Alongside a greater focus on prevention must come increased and improved use of technology. From monitoring tools for those living alone, to care robots that can replace some functions of a human carer and help combat loneliness, and assistive technology that can support in areas from maintaining a regular sleep pattern to automating elements of cleaning, gardening and cooking, there is huge scope for technology to make care more efficient and support people to live an independent lifestyle for longer.

There will be reasonable fears that automation will make care less human; but really we should be looking for a balance, where technology releases carers from tasks that currently fill their time, allowing them to focus on areas where the human touch can make the most difference. In reality, technology can and should be good for patients and carers alike: providing an always-on support system for those who need it, while uplifting the role of caregivers to the point where the job regains the meaning and purpose that should be its core attraction in the first place.

Fix before you fund

The depth of the challenge facing the UK’s social care system means that we need to move past old assumptions and solutions, and look towards fundamental renewal of a broken model. There is much that can be fixed and improved without tapping a reluctant public purse for more funding.

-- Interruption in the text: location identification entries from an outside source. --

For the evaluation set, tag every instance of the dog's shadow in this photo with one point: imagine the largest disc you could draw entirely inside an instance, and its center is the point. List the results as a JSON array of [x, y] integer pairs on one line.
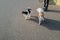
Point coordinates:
[[51, 24]]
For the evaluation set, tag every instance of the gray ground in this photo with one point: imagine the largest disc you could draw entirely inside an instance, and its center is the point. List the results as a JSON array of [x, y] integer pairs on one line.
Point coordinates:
[[14, 27]]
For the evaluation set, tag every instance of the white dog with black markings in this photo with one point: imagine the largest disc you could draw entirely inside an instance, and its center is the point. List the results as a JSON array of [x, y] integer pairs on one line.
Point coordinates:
[[27, 13], [40, 15]]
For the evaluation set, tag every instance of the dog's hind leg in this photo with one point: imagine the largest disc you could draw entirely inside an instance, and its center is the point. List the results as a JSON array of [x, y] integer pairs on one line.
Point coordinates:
[[40, 20]]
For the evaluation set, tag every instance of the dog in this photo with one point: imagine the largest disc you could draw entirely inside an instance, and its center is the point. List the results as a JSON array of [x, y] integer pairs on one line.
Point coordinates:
[[27, 13], [40, 15]]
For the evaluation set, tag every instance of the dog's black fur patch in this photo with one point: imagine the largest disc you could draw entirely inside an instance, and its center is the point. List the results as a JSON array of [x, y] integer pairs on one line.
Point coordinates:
[[26, 12]]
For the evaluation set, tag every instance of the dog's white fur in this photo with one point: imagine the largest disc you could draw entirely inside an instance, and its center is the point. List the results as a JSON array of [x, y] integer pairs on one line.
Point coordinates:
[[28, 15], [40, 15]]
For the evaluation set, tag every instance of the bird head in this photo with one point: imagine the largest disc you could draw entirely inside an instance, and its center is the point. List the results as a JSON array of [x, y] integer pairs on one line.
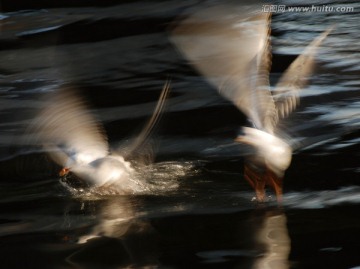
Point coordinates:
[[64, 172]]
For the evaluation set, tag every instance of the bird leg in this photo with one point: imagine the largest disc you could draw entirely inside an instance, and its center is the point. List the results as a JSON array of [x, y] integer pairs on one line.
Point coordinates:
[[257, 182]]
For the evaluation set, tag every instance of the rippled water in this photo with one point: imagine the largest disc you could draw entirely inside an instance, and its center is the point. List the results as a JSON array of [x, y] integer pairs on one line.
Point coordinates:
[[196, 210]]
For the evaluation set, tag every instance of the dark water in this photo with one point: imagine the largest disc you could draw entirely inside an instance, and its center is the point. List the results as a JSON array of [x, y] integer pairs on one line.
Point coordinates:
[[197, 212]]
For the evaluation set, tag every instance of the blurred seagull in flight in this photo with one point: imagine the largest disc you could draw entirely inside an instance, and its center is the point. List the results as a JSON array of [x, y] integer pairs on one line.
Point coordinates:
[[230, 45], [77, 142]]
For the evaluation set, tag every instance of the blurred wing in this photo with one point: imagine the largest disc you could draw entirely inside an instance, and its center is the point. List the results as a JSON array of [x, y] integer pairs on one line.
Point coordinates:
[[295, 78], [68, 131], [141, 140], [229, 44]]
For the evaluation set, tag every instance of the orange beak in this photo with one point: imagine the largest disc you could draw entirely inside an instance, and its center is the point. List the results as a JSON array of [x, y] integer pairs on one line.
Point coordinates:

For some it will always be a heresy to suggest anything other than more money as the solution to our problems. But while the simplistic, headline-grabbing view will always warn that less expenditure means a lower quality service, in fact the opposite is possible.

Through re-organising how care is organised and delivered, focusing on stronger relationships, preventative care and patient empowerment, all allied to technological enhancements, we can create a social care system that performs better, costs less and achieves much more.